A novel methodology to formally verify high level performance control requirements was presented in Chapter 4. A timed-automata framework was proposed to address the verification problem. The presented approach from Chapter 4 is designed to address the verification problem only. The controller structure is known and if modifications to the controller are needed in order to drive the system into meeting requirements, they must be performed outside the model checking environment. In order to provide a full formal solution to the gain scheduling design problem, the controller tuning problem must also be addressed in a formal manner.

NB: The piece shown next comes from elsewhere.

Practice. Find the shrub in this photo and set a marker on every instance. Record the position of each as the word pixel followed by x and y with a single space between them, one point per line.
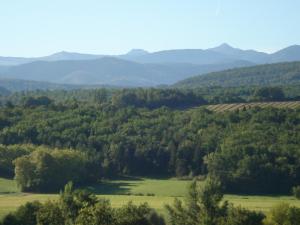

By exploiting the model checking capabilities to perform exhaustive search within a defined operating space, the controller tuning problem can be formulated as a reachabil- ity/safety problem in a similar fashion to the performance requirements verification in Chapter 4. By augmenting the proposed timed-automata (Section 4.3) the PID-type controller gains can be tuned in order to drive the system to meet control performance requirements. In this way, performance requirements become a direct input for the model checker in a correct-by- construction fashion to find a possible solution to the problem. By addressing the tuning problem from a model checking perspective, a push-button approach is taken to perform the design and verification of the controller, providing a systematic way to tune the controller with minimum intervention from the user.
The process by which controller parameters are selected in order to meet certain require- ments criteria (e.g. stability, performance) is called controller tuning. For a single variable feedback control loop there are many methods for control design and tuning. Among the most popular methods are [121, 167]:
1. Root locus pole placement.
2. Lead-lag compensation.
3. Ziegler-Nichols.
The first two methods are frequency domain approaches where the controller structure is constructed by shaping the closed-loop poles of the system. They rely on a model of the plant to be controlled. The Ziegler-Nichols method can be used with either a model of the plant or with an experimentally derived time-response of the system. This method is aimed at PID-type controllers (known structure). The Ziegler-Nichols rules provide a good guess for the controller parameters to make the closed loop system stable but in no way takes into account performance requirements [121, 167]. The usual approach is to generate a first set of controller gains and then a series of fine tunings are performed to the gains until requirements are met rather than generating the final set of gains in one attempt [121, 167]. In this chapter, a novel formal controller tuning methodology is proposed. From an initial controller tuning (e.g. such as one provided by the Ziegler-Nichols method) the fine-tuning procedure is addressed from a model checking point of view as a reachability and safety problem synthesising a controller which meets performance requirements.
This chapter is structured as follows: Section 5.2 presents the tuning problem formulation. Section 5.3 presents the updated timed-automata and the controller synthesis methodology. Finally, Section 5.4 presents a case study to demonstrate the applicability of the approach to formally synthesize a PID-type controller.